Workflow Engine
YAML-defined workflow execution with retry, DAG validation, and persistent state.
Source: pkg/workflow/
Overview
The workflow engine executes ordered sequences of tasks defined in YAML files. Tasks can invoke capabilities, run Docker containers, execute shell commands, or connect to remote machines.

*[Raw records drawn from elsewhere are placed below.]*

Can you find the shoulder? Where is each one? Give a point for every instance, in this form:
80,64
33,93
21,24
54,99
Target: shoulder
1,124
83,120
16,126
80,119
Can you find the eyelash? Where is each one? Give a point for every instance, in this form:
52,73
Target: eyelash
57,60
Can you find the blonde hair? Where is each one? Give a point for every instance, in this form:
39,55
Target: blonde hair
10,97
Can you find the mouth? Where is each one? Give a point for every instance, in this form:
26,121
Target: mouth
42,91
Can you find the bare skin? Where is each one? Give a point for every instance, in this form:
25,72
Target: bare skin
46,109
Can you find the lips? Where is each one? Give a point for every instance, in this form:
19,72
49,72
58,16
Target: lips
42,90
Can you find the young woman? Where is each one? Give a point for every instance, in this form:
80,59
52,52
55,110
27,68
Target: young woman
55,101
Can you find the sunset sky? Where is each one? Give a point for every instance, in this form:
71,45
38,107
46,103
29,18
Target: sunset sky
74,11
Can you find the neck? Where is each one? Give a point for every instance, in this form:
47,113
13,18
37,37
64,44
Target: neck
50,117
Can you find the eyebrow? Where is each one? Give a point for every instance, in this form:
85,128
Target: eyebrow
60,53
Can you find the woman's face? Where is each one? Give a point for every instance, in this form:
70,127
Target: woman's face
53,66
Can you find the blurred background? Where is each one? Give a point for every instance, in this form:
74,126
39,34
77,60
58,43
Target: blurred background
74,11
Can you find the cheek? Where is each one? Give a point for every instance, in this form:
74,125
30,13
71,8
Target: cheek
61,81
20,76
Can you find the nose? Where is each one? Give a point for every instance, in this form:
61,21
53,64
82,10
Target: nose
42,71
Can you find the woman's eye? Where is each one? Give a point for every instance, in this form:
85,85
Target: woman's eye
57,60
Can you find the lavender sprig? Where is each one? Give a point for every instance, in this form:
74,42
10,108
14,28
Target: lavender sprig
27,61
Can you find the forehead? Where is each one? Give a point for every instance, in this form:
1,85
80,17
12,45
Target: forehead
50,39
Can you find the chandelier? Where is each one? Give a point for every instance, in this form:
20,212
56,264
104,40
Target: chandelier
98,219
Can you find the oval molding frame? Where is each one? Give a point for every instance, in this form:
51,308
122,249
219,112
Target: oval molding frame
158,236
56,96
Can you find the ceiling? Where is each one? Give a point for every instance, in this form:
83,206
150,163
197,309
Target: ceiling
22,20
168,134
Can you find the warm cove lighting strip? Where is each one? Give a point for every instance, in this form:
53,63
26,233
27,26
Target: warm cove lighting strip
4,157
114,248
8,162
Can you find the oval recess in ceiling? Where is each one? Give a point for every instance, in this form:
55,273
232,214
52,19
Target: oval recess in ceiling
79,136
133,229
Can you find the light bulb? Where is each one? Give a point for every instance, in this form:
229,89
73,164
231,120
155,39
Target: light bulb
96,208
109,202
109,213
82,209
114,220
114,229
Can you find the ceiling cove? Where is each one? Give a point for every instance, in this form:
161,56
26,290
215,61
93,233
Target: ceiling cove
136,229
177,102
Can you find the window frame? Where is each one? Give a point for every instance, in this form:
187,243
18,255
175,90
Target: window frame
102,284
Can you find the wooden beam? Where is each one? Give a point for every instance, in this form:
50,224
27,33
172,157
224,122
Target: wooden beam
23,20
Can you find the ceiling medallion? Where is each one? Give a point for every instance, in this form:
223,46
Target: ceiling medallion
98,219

The engine supports parameter resolution via Go templates and validates DAG dependencies to prevent cycles.
Workflow YAML (parse + validate DAG)
│
▼
Runner.Execute()
│
├── For each task in pipeline order:
│ ├── resolveParams (template engine)
│ ├── if action is mapper:
│ │ └── json.Marshal(params) → store as step result
│ │ (inline, no external runtime)
│ ├── else:
│ │ ├── WorkflowTaskToTask (task conversion)
│ │ ├── runWithRetry (Runner.Run with backoff)
│ │ └── Collect result for downstream templates
│ └── continue
└── Return success or error
YAML Schema
Workflow files are standalone YAML documents:
name: save_and_track
describe: "Save a URL as a bookmark, archive it, and create a kanban task"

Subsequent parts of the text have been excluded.